A person who doesn’t feel small — who doesn’t realize that he’s a speck — what a fundamental mistake he makes.
I believe so strongly in your artistic ability that to me you’ll be an artist as soon as you pick up a brush or piece of chalk and, clumsily or not clumsily, make something.
Enjoy yourself too much rather than too little, and don’t take art or love too seriously either.
In the comments below, I’d love to hear which reflections resonate most with you and your work.
A Few Things That Caught My Attention This Week:
Finally, I couldn’t help but share this as a parting thought from Ram Dass in Be Here Now:
“When you go out into the woods, and you look at trees, you see all these different trees. And some of them are bent, and some of them are straight, and some of them are evergreens, and some of them are whatever. And you look at the tree and you allow it. You see why it is the way it is. You sort of understand that it didn’t get enough light, and so it turned that way. And you don’t get all emotional about it. You just allow it. You appreciate the tree.
The minute you get near humans, you lose all that. And you are constantly saying ‘You are too this, or I’m too this.’ That judgment mind comes in. And so I practice turning people into trees. Which means appreciating them just the way they are.”
Celebrate your gifts,
Matthew
Thank you for sharing this Matthew. It was just what I needed to read today.
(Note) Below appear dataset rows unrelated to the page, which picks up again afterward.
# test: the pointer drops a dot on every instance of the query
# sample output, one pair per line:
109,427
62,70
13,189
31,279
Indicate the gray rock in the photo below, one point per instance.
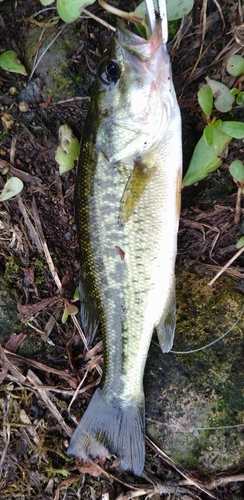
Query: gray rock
195,402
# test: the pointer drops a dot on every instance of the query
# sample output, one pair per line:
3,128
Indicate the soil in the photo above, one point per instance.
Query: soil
34,464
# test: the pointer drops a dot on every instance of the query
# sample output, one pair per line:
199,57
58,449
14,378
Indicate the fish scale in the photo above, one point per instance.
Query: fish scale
127,200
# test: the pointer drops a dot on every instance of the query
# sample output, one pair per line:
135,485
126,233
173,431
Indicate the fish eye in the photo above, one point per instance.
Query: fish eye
109,72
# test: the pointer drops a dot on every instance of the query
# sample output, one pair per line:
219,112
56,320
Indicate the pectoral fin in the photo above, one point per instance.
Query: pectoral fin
135,186
166,327
88,312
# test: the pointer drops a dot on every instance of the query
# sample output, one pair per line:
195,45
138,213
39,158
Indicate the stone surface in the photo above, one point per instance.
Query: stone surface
195,402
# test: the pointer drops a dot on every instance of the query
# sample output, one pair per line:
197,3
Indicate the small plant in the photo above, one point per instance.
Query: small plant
70,309
70,10
68,149
235,67
12,187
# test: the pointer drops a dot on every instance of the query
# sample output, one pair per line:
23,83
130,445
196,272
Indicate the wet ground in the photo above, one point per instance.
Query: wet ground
42,219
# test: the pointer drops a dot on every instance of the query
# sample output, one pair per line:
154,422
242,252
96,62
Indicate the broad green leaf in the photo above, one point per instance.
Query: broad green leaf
65,315
223,99
240,99
12,187
10,62
237,170
205,99
68,150
70,10
46,2
240,242
205,159
76,295
208,134
234,91
234,129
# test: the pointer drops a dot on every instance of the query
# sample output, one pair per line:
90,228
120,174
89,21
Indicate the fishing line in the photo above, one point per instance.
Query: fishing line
214,341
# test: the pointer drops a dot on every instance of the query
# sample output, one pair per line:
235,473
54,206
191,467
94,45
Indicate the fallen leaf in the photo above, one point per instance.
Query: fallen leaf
14,341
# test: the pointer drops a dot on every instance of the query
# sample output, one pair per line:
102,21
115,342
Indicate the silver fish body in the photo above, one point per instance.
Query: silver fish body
127,203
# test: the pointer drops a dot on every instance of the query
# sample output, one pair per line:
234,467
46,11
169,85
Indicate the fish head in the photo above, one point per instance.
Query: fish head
136,95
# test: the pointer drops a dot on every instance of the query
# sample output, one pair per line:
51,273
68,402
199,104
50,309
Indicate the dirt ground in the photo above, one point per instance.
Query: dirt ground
39,254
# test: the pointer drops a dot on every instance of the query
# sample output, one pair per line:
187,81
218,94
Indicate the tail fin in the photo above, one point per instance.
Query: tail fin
110,426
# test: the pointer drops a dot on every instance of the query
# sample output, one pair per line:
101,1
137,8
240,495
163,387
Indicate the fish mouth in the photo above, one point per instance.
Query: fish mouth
136,45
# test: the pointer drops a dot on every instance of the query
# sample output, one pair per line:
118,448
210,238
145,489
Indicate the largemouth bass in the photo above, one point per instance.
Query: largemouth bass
127,201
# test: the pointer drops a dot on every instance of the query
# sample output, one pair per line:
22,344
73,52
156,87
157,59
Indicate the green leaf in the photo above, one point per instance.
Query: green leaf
208,134
234,129
237,170
72,309
240,242
205,99
235,65
239,100
46,2
234,91
76,295
65,315
205,159
70,10
10,62
68,150
12,187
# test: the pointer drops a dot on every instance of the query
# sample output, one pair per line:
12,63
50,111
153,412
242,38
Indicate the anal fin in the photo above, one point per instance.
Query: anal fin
135,186
88,312
111,426
166,326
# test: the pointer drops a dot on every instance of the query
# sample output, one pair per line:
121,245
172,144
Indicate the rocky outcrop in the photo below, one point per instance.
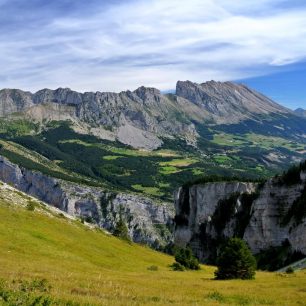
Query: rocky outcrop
265,216
148,222
300,112
142,118
228,102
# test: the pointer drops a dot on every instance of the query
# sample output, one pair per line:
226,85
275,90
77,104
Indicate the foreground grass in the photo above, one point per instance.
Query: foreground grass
89,267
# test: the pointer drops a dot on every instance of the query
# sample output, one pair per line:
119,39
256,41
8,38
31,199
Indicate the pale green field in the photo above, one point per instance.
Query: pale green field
90,267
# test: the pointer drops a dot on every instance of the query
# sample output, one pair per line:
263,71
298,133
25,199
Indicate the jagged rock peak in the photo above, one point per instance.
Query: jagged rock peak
300,112
60,95
146,92
227,99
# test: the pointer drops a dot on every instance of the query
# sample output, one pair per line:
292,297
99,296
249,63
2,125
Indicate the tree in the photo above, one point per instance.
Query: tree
186,258
121,229
235,261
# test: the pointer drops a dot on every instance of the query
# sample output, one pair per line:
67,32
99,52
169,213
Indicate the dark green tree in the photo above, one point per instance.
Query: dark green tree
235,261
121,229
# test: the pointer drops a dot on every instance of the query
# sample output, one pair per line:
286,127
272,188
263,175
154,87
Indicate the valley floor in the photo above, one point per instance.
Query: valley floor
86,266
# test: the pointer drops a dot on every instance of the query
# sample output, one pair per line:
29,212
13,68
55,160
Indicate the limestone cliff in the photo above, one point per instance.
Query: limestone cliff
144,117
148,222
266,215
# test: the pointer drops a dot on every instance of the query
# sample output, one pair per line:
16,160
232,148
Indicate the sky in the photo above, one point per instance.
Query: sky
116,45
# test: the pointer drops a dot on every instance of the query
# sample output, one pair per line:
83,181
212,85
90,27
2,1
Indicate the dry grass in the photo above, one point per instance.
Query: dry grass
90,267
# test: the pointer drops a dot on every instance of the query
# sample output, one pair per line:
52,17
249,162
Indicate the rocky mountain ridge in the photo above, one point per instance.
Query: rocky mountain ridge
266,216
148,221
300,112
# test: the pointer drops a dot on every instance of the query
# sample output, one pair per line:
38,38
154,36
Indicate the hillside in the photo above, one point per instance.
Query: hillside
202,129
270,216
85,266
300,112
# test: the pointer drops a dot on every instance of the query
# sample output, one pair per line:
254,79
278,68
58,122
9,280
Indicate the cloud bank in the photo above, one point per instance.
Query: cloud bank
116,45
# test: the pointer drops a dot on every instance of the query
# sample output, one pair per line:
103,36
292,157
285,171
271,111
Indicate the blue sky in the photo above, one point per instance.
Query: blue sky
118,45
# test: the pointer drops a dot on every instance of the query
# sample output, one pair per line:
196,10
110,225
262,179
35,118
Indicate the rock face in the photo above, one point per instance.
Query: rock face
228,102
141,118
262,215
300,112
148,222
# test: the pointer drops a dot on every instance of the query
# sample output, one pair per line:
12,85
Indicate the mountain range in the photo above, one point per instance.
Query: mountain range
300,112
105,138
141,118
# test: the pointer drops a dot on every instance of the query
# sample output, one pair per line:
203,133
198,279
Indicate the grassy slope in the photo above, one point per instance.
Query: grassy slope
89,266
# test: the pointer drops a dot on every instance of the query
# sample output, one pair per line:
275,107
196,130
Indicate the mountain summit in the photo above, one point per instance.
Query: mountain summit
228,102
144,117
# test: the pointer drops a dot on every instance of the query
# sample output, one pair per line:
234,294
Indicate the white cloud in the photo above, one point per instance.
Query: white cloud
154,43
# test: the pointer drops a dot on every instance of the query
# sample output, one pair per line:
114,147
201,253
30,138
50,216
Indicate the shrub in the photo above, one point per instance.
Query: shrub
31,206
235,261
121,230
153,268
185,257
289,270
176,266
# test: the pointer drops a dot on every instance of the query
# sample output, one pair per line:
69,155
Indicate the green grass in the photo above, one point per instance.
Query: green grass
89,267
61,152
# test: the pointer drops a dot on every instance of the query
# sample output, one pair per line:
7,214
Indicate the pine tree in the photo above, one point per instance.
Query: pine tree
235,261
121,229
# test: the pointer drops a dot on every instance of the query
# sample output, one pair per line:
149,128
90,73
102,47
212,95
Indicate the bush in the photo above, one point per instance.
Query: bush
186,259
31,205
289,270
235,261
176,266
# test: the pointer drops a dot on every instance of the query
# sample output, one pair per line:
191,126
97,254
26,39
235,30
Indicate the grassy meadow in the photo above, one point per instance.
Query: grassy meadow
74,264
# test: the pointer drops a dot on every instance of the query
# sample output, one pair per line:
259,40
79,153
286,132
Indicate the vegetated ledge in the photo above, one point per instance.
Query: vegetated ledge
268,215
95,205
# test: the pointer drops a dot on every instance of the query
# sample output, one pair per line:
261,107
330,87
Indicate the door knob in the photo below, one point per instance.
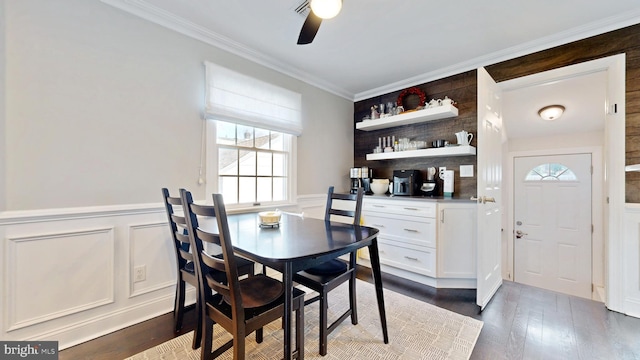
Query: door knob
520,234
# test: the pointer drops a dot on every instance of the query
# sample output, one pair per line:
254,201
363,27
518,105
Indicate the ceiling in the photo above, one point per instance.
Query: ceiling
373,47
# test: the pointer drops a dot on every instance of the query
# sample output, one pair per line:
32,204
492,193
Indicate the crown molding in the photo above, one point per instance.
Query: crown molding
169,20
561,38
164,18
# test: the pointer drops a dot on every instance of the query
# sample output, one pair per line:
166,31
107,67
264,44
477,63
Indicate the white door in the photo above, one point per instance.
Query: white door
552,215
489,139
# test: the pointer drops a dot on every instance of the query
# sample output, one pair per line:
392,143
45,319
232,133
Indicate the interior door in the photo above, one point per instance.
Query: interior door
489,139
552,215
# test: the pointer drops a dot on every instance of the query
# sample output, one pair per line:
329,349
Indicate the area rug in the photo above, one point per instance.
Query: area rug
417,330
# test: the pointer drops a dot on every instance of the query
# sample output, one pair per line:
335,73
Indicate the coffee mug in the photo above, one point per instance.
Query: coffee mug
439,143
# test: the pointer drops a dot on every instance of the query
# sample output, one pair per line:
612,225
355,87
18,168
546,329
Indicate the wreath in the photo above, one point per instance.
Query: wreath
412,91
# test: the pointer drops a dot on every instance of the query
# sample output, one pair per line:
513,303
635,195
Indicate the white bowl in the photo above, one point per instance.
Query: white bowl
380,186
269,217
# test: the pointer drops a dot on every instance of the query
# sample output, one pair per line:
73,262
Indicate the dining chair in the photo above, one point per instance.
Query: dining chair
184,261
240,306
329,275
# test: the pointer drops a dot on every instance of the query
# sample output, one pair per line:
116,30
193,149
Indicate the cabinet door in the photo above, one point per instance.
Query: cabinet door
456,241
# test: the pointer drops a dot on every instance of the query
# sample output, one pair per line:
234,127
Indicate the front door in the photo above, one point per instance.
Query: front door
552,214
489,188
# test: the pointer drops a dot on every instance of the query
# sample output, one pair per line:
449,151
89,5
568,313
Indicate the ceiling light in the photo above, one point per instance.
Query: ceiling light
326,9
551,112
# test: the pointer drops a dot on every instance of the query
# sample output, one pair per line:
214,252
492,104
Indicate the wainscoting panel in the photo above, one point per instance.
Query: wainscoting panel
57,274
631,260
158,262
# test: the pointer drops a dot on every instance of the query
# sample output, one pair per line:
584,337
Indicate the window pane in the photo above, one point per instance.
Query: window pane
264,189
228,162
277,141
245,136
247,190
228,187
262,139
279,165
264,164
247,162
279,189
551,172
225,133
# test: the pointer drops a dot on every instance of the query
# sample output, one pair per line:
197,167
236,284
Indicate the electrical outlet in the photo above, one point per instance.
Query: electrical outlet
140,273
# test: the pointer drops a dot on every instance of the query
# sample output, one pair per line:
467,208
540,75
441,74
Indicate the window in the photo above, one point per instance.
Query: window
551,172
253,164
251,135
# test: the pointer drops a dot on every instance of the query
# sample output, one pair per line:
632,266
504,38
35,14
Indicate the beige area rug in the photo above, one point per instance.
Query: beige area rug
417,330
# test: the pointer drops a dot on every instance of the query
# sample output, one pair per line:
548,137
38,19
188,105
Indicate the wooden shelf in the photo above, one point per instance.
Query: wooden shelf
413,117
465,150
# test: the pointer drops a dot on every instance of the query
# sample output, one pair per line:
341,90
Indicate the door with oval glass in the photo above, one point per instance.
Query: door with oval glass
552,229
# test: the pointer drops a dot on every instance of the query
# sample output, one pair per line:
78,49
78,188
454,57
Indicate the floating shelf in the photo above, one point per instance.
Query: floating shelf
412,117
433,152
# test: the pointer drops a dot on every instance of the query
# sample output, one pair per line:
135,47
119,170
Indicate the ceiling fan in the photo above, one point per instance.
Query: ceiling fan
319,9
Appreciating beauty and finding things beautiful — and allowing oneself to love nature such that even more beauty can be illuminated — are so important, and ever more difficult when various forces work to leech away our precious attention. In How to Do Nothing, Jenny Odell draws from Martin Buber's theory of the It-Thou dichotomy of how we (humans) address existence. Using the example of a tree, an "I-it" relation objectifies the tree, fitting it into heuristics and conceiving of it only in terms bound by our lived experience. An "I-Thou" encounter allows us to acknowledge the "absolute equality" of the other, and thus gives space to fully attend to the tree — or, as Dass would put it, "allow it," and appreciate it simply for what it is. Thanks for sharing.